Nestes dez anos, foi possível notar uma mudança na composição, por segmento, das receitas de vendas do varejo, com destaque para o crescimento da participação de alimentação e farmácias, e queda da parcela nas receitas de setores especializados como vestuário, móveis, eletrodomésticos e material de construção.
No caso do varejo alimentício, parte da explicação para o aumento da participação nas receitas de deve à alta dos preços dos alimentos (83% em 10 anos), superior à inflação do período.

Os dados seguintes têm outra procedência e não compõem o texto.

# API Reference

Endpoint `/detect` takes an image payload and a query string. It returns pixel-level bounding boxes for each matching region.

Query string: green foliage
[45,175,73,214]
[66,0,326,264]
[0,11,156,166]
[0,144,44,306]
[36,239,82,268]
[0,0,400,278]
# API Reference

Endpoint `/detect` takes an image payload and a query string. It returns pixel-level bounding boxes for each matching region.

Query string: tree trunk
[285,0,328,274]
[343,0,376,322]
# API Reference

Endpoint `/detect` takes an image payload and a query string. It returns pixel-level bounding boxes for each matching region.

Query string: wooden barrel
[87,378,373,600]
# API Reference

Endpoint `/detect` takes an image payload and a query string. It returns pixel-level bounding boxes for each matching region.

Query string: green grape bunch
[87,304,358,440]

Já por trás da crescente participação das farmácias nas receitas do varejo, parece haver outros fatores estruturais: envelhecimento populacional e preocupação cada vez maior com a saúde.
Segmento de bens não duráveis investe na abertura de lojas, enquanto no setor de duráveis (móveis, eletrodomésticos), maior parte do investimento é em tecnologia e logística
Quem está acostumado a caminhar pelas ruas e avenidas das grandes cidades brasileiras já deve ter notado mudanças no perfil do comércio, com uma presença cada vez maior de farmácias e mercados de menor porte.
Por outro lado, é crescente a participação do e-commerceespecialmente em setores de bens duráveis (móveis, aparelhos eletrônicos e eletrodomésticos, por exemplo).
Uma breve análise dos números de sete das principais redes varejistas do país mostra que as estratégias de investimento dessas empresas estão alinhadas às mudanças observadas no setor.
Quando dividimos os investimentos em três tipos (1- Novas lojas, 2- Ampliação, remodelação e reformas, 3- TI, logística e outros), notamos que, no setor de móveis e eletrodomésticos, os investimentos que mais se destacam são em TI, logística e outros.
O investimento na abertura de novas lojas, por sua vez, é o menos representativo, ao contrário do observado, de maneira geral, nos setores de supermercados e farmácias.